According to deBridge Co-Founder, the Notorious Lazarus Group attempted a cyber-attack.
The attempted cyber-attack on deBridge Finance was carried out by the “Lazarus Group,” a notorious North Korean-backed hacking syndicate. Alex Smirnov, the co-founder of the cross-chain protocol and project lead, claimed that the attack vector was via email, in which several team members received a PDF file titled “New Salary Adjustments” from a spoofed address that matched the executive’s own. While deBridge Finance was able to thwart the phishing attack, Smirnov warned that the fraudulent campaign targeting Web3-focused platforms is likely widespread.
The attempted assassination of deBridge
According to the executive’s lengthy Twitter thread, the majority of team members immediately flagged the suspicious email, but one downloaded and opened the file. This aided them in investigating the attack vector and comprehending its consequences.
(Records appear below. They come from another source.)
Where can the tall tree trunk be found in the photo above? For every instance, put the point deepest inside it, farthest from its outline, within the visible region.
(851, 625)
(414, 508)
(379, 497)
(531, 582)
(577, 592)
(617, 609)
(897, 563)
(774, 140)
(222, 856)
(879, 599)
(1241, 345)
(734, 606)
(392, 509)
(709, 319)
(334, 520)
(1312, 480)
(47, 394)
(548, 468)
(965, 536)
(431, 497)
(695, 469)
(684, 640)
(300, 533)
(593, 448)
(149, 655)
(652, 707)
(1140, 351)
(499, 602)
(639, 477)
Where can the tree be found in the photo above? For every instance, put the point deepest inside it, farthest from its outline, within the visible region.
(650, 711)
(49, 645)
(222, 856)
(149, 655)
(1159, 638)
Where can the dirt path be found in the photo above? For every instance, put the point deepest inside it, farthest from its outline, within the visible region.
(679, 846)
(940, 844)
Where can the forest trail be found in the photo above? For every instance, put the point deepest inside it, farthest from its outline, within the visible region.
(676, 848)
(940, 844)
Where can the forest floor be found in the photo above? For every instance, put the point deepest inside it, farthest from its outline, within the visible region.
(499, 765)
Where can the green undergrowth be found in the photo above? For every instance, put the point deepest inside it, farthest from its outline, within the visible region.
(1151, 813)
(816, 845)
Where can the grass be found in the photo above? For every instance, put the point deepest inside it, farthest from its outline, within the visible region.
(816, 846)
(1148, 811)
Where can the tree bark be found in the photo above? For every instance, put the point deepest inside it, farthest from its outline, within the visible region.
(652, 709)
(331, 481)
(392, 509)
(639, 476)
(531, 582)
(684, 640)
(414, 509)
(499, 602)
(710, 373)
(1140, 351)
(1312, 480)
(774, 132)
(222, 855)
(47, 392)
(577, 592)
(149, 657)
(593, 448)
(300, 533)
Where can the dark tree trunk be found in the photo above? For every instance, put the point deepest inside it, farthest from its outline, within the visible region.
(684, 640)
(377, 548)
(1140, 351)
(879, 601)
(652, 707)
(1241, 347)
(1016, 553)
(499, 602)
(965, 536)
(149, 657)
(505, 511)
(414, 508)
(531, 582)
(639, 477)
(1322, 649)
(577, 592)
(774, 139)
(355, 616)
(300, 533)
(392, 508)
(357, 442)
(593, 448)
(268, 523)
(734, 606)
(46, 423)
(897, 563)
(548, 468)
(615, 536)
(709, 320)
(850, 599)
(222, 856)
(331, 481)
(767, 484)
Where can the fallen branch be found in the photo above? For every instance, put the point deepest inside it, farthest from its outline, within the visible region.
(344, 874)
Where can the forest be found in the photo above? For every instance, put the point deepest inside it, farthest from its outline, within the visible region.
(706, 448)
Smirnov went on to say that macOS users are safe because opening the link on a Mac results in a zip archive containing the normal PDF file Adjustments.pdf. Windows systems, on the other hand, are not immune to the risks. Instead, Windows users will be directed to an archive containing a dubious password-protected pdf of the same name as well as an additional file called Password.txt.lnk.
In essence, the text file would infect the system. As a result, a lack of anti-virus software will assist the malicious file in infiltrating the machine and being saved in the autostart folder, after which a simple script will begin sending repetitive requests to communicate with the attacker to receive instructions. The co-founder then urged the companies and their employees to never open email attachments without first verifying the sender’s full email address, and to have an internal protocol in place for how teams share attachments.
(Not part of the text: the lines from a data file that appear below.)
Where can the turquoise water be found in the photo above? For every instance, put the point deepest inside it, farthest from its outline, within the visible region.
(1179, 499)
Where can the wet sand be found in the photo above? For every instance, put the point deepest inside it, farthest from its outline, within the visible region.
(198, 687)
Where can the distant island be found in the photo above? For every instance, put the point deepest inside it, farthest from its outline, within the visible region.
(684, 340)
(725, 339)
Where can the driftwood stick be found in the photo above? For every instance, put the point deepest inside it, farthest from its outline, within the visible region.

Lazarus Attackers Prey on Crypto
North Korean hacking groups are notorious for carrying out financially motivated attacks. Lazarus, for example, carried out numerous high-profile attacks on cryptocurrency exchanges, NFT marketplaces, and individual investors with large holdings. The latest attack appears to bear a strong resemblance to previous ones carried out by the hacking syndicate. During the COVID-19 outbreak, Lazarus-led cybercrime saw a massive increase. Earlier this year, the group stole over $620 million from Axie Infinity’s Ronin bridge.
Indeed, despite being economically isolated from the rest of the world, reports show that the country’s cyber program is large and well-organized. According to multiple US government sources, these entities have adapted to Web3 and are now focusing on the decentralized finance space.